The dashboard is made up of 12 panels across 3 rows and 4 columns. Each panel has a query to pull data from a data source. The panel also has a JSON representation in grafana. Here is one such representation for Downstream 2xx Responses



{
...
  "datasource": "prometheus",
...
  "gridPos": {
    "h": 8,
    "w": 6,
    "x": 0,
    "y": 50
  },
...
  "targets": [
    {
      "expr": "sum(rate(envoy_http_downstream_rq_xx{namespace=~\"$Namespace\",service=~\"$Service\",envoy_response_code_class=~\"2\"}[1m])) by (namespace,service)",
      "format": "time_series",
      "intervalFactor": 2,
      "legendFormat": "{{namespace}}/{{service}}",
      "refId": "A"
    }
  ],
...
  "title": "Downstream 2xx Responses",
  "tooltip": {
    "shared": true,
    "sort": 0,
    "value_type": "individual"
  },
  "type": "graph",
  "xaxis": {
...
  },
  "yaxes": [
...
  ]
}

The representation above has a lot of fields removed just to highlight the interesting ones to build an understanding of how a variable reported in enroute/envoy is displayed. The interesting parts are datasource and the targets.expr that captures the query. Note the PromQL syntax and how the cumulative value of 1m rate is plotted over time.

The query:


      sum(
        rate(
         envoy_http_downstream_rq_xx{
           namespace=~\"$Namespace\",
           service=~\"$Service\",
           envoy_response_code_class=~\"2\"}[1m]))
		by (namespace,service)


fetches the value of envoy_http_downstream_rq_xx for a reponse code 2xx

Here is another example that plots a histogram of latency to upstream server after importing swagger spec using enroutectl.

Open Source Metrics with/without Kubernetes

EnRoute Universal API Gateway with its API both for Standalone and Kubernetes works with Prometheus and Grafana based open source telemetry.

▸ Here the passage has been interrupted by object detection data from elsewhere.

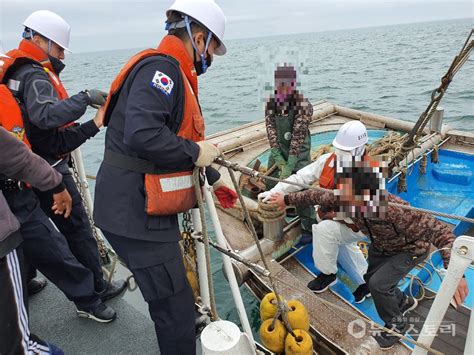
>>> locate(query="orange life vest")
[0,84,31,148]
[6,39,69,100]
[319,153,336,189]
[318,153,368,233]
[104,36,204,216]
[0,52,31,148]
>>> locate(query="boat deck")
[410,291,471,355]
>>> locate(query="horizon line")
[76,16,474,55]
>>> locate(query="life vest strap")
[104,149,189,175]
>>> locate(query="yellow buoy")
[186,270,199,299]
[260,319,287,353]
[260,292,281,320]
[285,329,313,355]
[287,300,309,331]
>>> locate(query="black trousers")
[103,231,196,355]
[35,174,104,291]
[364,246,427,327]
[4,190,101,308]
[0,248,49,355]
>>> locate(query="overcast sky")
[0,0,474,52]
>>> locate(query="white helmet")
[332,121,369,151]
[23,10,71,51]
[166,0,227,55]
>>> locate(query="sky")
[0,0,474,52]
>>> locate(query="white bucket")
[430,106,444,133]
[201,320,255,355]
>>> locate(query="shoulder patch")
[150,70,174,95]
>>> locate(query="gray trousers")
[364,246,427,327]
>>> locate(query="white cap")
[166,0,227,55]
[332,121,369,151]
[0,41,8,58]
[23,10,71,52]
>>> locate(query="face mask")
[48,55,66,75]
[335,146,365,157]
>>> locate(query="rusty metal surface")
[262,259,410,354]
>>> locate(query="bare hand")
[51,189,72,218]
[454,278,469,306]
[268,192,287,210]
[94,107,105,128]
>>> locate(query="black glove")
[86,89,108,108]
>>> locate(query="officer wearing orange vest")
[0,11,125,322]
[94,0,237,355]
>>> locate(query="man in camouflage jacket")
[269,163,468,349]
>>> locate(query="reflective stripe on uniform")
[160,175,194,192]
[7,79,21,91]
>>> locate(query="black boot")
[76,303,117,323]
[400,295,418,315]
[27,277,48,296]
[308,273,337,293]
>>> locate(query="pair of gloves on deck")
[270,148,298,179]
[195,141,237,208]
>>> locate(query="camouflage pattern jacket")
[265,99,313,156]
[287,190,455,267]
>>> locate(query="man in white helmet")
[94,0,236,354]
[0,10,126,322]
[259,121,369,303]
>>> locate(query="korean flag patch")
[151,70,174,95]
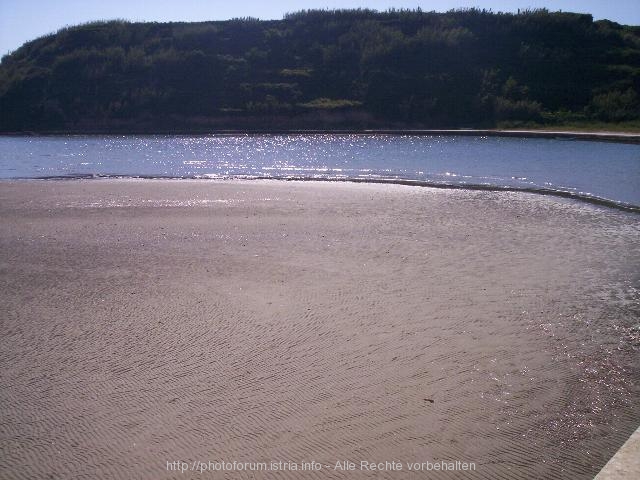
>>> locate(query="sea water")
[0,134,640,206]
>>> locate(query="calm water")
[0,135,640,205]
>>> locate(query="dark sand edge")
[6,174,640,214]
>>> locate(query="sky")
[0,0,640,55]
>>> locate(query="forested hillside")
[0,9,640,132]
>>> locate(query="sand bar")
[0,180,640,479]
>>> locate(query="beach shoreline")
[0,179,640,480]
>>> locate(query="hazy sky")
[0,0,640,55]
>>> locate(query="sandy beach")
[0,180,640,479]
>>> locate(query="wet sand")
[0,180,640,479]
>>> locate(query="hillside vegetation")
[0,9,640,132]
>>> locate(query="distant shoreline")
[0,128,640,144]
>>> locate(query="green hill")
[0,9,640,132]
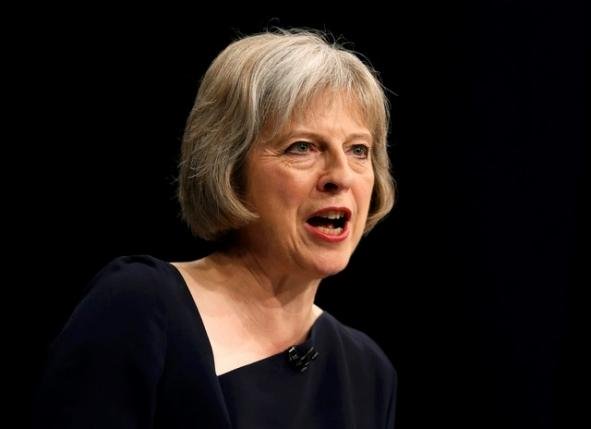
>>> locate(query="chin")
[314,257,349,278]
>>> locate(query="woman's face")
[240,97,374,278]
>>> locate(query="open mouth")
[306,209,351,236]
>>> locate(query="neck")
[198,249,321,347]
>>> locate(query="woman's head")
[179,30,394,240]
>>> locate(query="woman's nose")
[318,153,353,193]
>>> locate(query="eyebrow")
[284,130,373,143]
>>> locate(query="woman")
[35,30,396,428]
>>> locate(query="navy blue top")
[34,256,396,429]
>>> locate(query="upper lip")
[308,207,351,221]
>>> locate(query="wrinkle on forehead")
[255,90,371,144]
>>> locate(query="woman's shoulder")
[65,255,174,328]
[323,311,395,376]
[87,255,174,295]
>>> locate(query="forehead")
[266,94,370,140]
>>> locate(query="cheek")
[248,168,310,216]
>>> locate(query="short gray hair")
[178,29,395,240]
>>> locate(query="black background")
[23,1,590,429]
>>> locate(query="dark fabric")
[34,256,396,429]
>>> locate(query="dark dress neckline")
[168,262,327,380]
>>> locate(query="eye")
[285,141,312,154]
[351,144,369,159]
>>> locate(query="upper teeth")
[322,212,345,219]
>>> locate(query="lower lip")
[305,222,349,243]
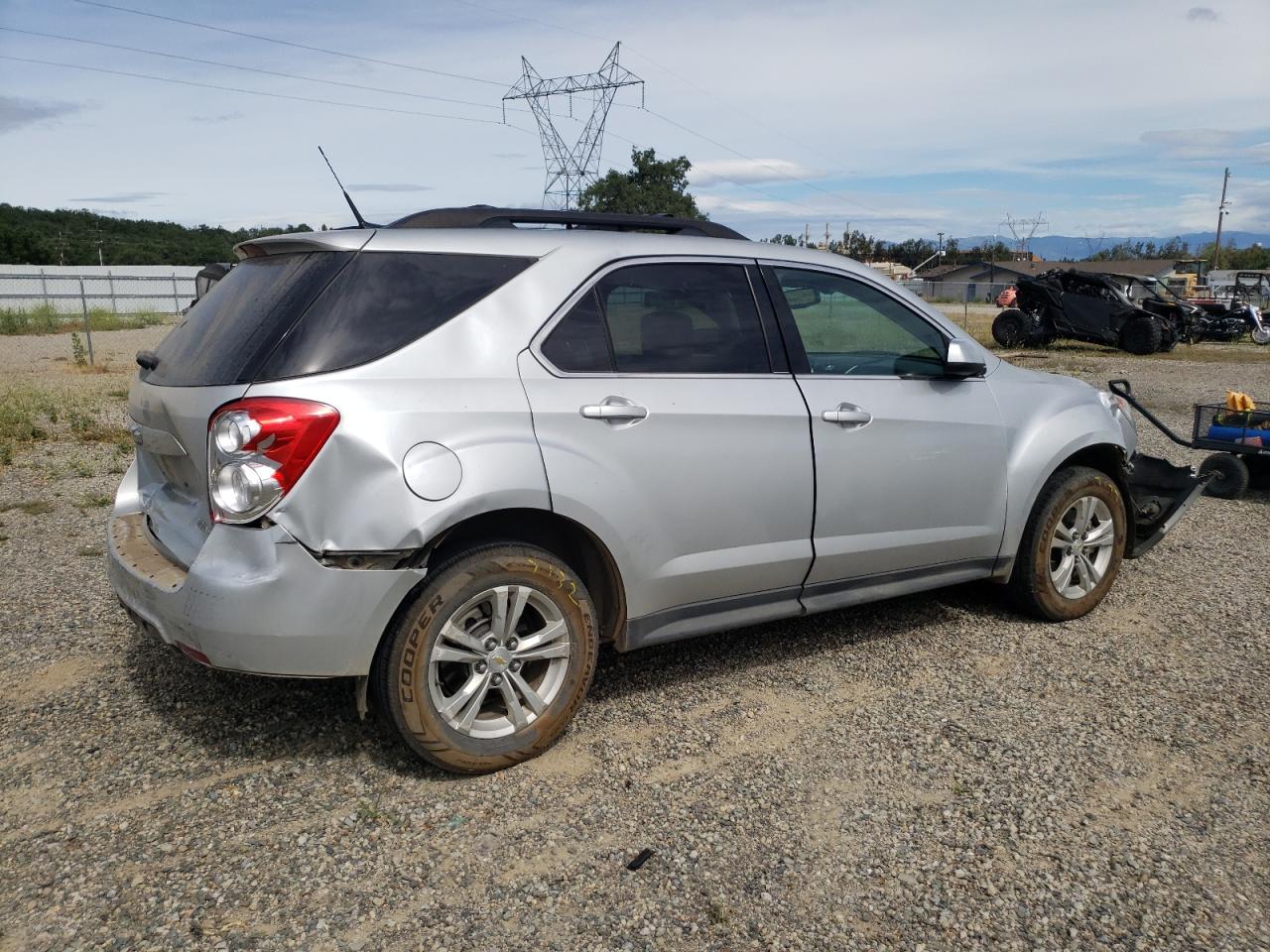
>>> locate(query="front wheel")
[376,543,599,774]
[1120,313,1165,357]
[992,307,1028,348]
[1010,466,1126,622]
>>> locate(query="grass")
[0,499,54,516]
[0,304,173,336]
[0,386,132,467]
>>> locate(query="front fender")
[996,372,1137,567]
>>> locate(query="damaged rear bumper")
[107,513,423,678]
[1124,453,1207,558]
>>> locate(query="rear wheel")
[1199,453,1252,499]
[377,543,599,774]
[992,307,1028,346]
[1120,313,1165,355]
[1010,466,1126,622]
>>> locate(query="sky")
[0,0,1270,240]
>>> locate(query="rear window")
[144,251,535,386]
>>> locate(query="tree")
[577,149,706,218]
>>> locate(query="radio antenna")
[318,146,380,228]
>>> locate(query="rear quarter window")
[142,251,535,387]
[259,251,535,380]
[141,251,353,387]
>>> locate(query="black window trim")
[758,258,959,380]
[530,255,791,380]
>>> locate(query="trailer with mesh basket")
[1107,380,1270,499]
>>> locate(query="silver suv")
[108,207,1202,772]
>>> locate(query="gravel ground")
[0,332,1270,949]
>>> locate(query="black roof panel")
[386,204,749,241]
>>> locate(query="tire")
[1199,453,1252,499]
[1120,313,1163,357]
[1008,466,1128,622]
[375,542,599,774]
[992,307,1028,346]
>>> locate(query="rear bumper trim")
[107,513,425,678]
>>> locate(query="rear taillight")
[207,398,339,523]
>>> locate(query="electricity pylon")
[1001,212,1049,258]
[503,44,644,208]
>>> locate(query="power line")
[0,56,534,136]
[0,27,523,112]
[75,0,507,86]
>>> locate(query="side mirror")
[944,337,988,377]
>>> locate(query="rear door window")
[543,263,771,375]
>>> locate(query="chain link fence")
[0,268,198,375]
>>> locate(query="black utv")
[992,268,1198,354]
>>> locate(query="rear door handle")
[821,404,872,426]
[580,396,648,422]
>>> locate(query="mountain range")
[957,231,1270,262]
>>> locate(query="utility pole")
[1209,169,1230,272]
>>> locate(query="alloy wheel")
[1049,495,1115,599]
[427,585,571,739]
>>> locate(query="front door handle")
[580,396,648,422]
[821,404,872,426]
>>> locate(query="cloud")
[348,181,432,191]
[689,159,823,186]
[1139,128,1270,164]
[190,113,242,122]
[69,191,167,204]
[0,96,83,135]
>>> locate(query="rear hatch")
[128,235,534,567]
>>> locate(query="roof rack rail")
[386,204,749,241]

Both EnRoute and Envoy can export operational data in Prometheus Exposition Format. Telemetry is critical for operations and using an open source format like Prometheus and Grafana ensures that programmable insights can be derived from data and the API gateway adheres to the overall logging architecture and choices.

When working with a complex system, any downtime is unacceptable. Understanding the root cause requires metrics to understand and troubleshoot. Logging and monitoring are critical to ensure the DevOps team has the necessary tools to keep the system running. EnRoute Universal API Gateway automatically creates detailed dashboards for individual Envoy components to provide deep insights into working of several API Gateway sub-systems. These Envoy specific dashboards can also be displayed on a per-service basis using relevant Envoy metrics.